A Multifaceted Approach
I recently had the opportunity to lead an in-depth review of the emergency preparedness approach of a large multi-site company. What was very informative for me about this review was that it covered some dimensions of policy and approach on a corporate level, as well as some variations of approach on divisional and regional levels, and also included a look at implementation at the site level.

Business Continuity
For some companies, business continuity planning is organized and managed along with emergency preparedness. There are many reasons for this, but it is a decidedly newer approach. For the organization in question, business continuity planning was a more recently developed and implemented concept and program (of course it is much more than a mere program, but for the sake of simplicity of discussion, that is how it will be handled for the moment) and was treated as a separate endeavor, by different leaders and different work groups for implementation. As such, business continuity plans were not covered in this evaluation.

Many Components of Emergency Preparedness
The emergency preparedness review included a wide variety of items. Here are some of the more prominent areas of examination:
– Emergency plans
– Matrices of types of disaster and distinctions of response
– Emergency action procedures
– Worker and management (routine and response) assignments and job descriptions
– Emergency service personnel roles and arrangements
– Notification systems and alternatives
– Emergency operations center procedures
– Communications methods and options
– Budgets and forecasts for preparedness
– Preparedness supplies
– Business intelligence and analytics for preparedness
– Monitoring, early warning, and telemetry
– Preparedness communications
– Preparedness resources
– Partnerships with neighbor businesses
– Partnerships with public safety entities
– Partnerships with government entities
– BERT (Business Emergency Response Team) implementation and planning
– Engineering and facility maintenance activity to survey, improve, and prepare facilities and equipment
– Personal preparedness promotion and resources
– Emergency preparedness training
– Knowledge and performance assessments
– Exercises, simulations, and drills
– Regular and disaster preparedness/response assignments
– Documentation of activities
– Metrics for emergency preparedness and readiness
– Material and procedure updates
– Resources and support for program evaluation and enhancement
– Employee involvement and strategy for engagement
– Top management commitment
– Inspection, evaluation, and auditing mechanisms both internal and external
– Tie-ins between disaster preparedness, emergency management, safety, health, environmental, security, loss prevention, and risk management functions.
– And even more!

The Nature of the Evaluation
This evaluation was done in partnership with internal risk, safety, security, and operations personnel. Document and material review, questionnaires, surveys, field observation, exercises, and numerous walk-throughs and one-on-one meetings with management and front-line personnel were all part of the evaluation. The goal was not a voluminous report, but actionable information delivered quickly and with the right amount of detail and depth.

Flood Waters

Flood Waters

A Complex but Vital Task
Yes, this is a very complex endeavor, and there are many different ways to approach the issue. In large part, the emergency management and preparedness function of an organization is a good indicator of how forward-thinking an organization is, as preparedness in essence requires future consideration beyond present-day issues. Small organizations often attempt to “get by” without any significant attention to emergency preparedness. Organizations that successfully grow from small, to medium, to large are not going to be able to make that transition and protect their growth without considering preparedness in depth.

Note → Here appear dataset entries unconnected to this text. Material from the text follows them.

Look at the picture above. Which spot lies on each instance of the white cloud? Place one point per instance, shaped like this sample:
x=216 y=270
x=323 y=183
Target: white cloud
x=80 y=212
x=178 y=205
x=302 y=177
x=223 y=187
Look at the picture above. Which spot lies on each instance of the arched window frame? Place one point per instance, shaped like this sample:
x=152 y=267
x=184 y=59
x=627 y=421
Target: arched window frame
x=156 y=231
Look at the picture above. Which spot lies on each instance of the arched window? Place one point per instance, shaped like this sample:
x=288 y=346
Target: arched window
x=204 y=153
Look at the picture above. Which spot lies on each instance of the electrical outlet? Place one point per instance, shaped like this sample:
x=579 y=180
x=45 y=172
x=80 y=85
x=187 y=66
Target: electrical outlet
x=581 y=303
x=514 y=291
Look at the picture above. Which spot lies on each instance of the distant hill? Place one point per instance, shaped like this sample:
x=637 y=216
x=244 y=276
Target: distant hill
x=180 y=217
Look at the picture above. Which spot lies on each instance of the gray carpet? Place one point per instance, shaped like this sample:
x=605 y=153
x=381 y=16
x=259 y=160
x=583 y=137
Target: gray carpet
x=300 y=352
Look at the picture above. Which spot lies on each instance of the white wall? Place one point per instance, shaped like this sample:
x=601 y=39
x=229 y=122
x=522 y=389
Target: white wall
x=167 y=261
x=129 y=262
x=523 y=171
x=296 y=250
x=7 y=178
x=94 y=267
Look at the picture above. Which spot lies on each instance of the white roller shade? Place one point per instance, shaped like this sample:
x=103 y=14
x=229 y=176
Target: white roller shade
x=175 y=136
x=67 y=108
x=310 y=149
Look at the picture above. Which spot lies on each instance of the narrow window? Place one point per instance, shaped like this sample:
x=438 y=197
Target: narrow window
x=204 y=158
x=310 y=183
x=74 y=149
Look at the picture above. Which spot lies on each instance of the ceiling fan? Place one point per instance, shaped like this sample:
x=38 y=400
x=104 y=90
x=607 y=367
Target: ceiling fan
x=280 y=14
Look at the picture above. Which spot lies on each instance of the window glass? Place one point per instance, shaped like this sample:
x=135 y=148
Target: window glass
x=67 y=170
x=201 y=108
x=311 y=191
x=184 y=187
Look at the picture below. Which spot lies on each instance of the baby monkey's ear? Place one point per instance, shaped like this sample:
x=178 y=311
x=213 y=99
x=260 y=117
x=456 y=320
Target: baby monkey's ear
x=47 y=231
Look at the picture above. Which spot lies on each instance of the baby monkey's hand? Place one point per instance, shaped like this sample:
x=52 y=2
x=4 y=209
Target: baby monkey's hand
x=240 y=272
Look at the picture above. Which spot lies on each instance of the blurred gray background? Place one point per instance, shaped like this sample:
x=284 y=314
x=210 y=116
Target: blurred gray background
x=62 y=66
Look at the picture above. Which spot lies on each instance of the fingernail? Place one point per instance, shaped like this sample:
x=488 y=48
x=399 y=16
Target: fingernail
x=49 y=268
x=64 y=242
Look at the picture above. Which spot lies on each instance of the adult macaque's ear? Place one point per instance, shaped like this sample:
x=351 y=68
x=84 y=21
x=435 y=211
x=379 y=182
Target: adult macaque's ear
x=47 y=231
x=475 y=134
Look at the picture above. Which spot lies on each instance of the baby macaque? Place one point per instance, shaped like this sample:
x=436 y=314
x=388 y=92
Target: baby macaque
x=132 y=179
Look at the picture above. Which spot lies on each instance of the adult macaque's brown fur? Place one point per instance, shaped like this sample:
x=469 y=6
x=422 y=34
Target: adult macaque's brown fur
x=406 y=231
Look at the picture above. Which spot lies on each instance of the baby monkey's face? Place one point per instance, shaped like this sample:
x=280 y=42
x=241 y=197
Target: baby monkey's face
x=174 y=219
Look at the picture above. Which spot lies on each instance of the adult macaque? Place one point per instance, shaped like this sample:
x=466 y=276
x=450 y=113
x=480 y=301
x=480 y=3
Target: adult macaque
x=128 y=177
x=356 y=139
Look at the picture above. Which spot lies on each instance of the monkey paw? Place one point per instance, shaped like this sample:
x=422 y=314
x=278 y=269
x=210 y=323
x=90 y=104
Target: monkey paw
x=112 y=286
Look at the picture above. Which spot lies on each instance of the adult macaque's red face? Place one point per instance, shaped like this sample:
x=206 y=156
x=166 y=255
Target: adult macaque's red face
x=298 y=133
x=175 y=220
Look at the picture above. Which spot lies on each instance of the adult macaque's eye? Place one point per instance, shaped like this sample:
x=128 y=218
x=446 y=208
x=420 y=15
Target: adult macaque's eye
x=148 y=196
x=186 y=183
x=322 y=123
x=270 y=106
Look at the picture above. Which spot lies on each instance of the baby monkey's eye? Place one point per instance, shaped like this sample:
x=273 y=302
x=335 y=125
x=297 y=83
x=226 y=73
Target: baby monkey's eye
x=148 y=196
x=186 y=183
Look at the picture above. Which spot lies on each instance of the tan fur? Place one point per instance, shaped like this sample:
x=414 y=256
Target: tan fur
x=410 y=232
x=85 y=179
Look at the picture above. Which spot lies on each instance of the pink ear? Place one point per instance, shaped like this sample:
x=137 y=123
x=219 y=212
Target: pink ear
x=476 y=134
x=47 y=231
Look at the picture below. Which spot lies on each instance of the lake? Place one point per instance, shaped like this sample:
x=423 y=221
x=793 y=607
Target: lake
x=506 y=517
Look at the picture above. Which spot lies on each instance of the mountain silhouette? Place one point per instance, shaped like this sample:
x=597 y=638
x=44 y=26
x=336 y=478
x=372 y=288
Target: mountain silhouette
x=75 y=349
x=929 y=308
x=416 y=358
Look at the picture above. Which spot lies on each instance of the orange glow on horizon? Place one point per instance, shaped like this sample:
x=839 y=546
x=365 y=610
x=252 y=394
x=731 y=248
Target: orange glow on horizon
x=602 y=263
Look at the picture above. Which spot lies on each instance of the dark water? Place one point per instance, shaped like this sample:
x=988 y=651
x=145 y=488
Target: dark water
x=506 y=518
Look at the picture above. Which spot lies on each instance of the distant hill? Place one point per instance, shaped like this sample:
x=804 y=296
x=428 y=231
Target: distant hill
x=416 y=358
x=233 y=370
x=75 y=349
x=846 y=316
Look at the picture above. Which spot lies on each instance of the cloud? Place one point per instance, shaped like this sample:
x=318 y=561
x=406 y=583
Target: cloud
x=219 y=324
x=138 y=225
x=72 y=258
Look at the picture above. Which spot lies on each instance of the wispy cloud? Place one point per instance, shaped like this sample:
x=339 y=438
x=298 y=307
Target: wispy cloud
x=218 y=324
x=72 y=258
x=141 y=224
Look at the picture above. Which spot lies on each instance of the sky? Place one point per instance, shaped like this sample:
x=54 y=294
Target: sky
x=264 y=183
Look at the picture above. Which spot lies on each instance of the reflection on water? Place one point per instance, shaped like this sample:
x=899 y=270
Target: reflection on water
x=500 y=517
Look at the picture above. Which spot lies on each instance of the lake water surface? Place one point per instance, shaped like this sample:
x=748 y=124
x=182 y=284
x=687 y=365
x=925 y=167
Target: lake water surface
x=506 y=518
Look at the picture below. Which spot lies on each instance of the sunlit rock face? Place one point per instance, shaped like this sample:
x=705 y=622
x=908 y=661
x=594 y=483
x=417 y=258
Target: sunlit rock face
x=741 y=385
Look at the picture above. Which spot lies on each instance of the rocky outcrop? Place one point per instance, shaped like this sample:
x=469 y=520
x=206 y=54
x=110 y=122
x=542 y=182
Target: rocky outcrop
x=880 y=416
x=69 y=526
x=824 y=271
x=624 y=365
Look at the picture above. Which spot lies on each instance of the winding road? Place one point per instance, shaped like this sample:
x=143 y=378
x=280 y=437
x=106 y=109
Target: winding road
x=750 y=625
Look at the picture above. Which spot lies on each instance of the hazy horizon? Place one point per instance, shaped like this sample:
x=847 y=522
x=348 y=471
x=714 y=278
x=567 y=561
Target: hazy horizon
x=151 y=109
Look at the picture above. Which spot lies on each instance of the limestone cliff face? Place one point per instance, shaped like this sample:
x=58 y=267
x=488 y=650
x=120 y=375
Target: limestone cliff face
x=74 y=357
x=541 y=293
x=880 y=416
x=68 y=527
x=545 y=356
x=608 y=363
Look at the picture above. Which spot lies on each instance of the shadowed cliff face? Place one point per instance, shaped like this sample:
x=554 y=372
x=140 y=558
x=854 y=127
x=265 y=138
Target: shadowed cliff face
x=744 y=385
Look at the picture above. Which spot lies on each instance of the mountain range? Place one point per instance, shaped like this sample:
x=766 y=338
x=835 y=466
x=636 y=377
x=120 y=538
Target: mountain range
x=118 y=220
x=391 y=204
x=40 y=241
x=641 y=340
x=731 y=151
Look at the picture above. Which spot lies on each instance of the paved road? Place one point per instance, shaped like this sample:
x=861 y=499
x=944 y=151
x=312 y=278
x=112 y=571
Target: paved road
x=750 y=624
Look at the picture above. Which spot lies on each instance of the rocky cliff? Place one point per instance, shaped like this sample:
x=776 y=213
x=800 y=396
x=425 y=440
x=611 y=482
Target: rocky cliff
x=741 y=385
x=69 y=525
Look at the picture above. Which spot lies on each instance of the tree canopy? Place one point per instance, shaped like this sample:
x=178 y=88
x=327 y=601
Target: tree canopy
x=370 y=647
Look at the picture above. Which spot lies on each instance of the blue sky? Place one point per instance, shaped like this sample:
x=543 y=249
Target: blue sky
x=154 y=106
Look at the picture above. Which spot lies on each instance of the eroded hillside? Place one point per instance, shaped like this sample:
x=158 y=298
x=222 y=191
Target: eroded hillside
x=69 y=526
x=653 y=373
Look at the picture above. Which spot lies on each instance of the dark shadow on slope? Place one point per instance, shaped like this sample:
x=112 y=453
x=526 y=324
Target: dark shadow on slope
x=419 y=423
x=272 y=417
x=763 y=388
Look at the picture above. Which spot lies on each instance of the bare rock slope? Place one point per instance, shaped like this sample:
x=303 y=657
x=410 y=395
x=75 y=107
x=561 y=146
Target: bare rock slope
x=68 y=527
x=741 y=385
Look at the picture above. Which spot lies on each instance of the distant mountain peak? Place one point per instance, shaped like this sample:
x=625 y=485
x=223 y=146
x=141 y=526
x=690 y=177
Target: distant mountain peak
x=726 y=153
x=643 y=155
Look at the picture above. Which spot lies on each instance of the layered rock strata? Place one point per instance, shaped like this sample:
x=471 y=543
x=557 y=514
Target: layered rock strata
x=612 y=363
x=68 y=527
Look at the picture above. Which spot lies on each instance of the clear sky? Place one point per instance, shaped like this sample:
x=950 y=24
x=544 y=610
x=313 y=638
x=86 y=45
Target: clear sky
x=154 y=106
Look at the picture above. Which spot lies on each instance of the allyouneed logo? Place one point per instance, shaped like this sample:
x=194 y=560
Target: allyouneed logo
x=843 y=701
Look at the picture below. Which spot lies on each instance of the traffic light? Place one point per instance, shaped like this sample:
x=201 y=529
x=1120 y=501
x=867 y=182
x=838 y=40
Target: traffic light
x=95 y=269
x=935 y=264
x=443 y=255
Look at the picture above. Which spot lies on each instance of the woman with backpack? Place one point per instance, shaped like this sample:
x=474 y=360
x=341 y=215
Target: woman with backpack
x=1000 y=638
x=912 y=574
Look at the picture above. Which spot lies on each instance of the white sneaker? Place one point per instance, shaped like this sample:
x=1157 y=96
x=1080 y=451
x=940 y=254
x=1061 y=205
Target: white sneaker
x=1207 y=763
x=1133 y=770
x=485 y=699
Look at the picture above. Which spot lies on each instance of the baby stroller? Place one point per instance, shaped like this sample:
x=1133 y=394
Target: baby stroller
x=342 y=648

Consider Your Organization’s Preparedness

Whether you are in a small organization or large, a high or low hazard industry, have been in business a short or long time, it makes sense to consider your company or organization’s emergency preparedness. Consider good preparedness both an opportunity to be proactive, and a worthwhile pursuit that will have peripheral business strengthening benefits as it it sought. If you know your program hasn’t been examined in a while, now is the time to change that!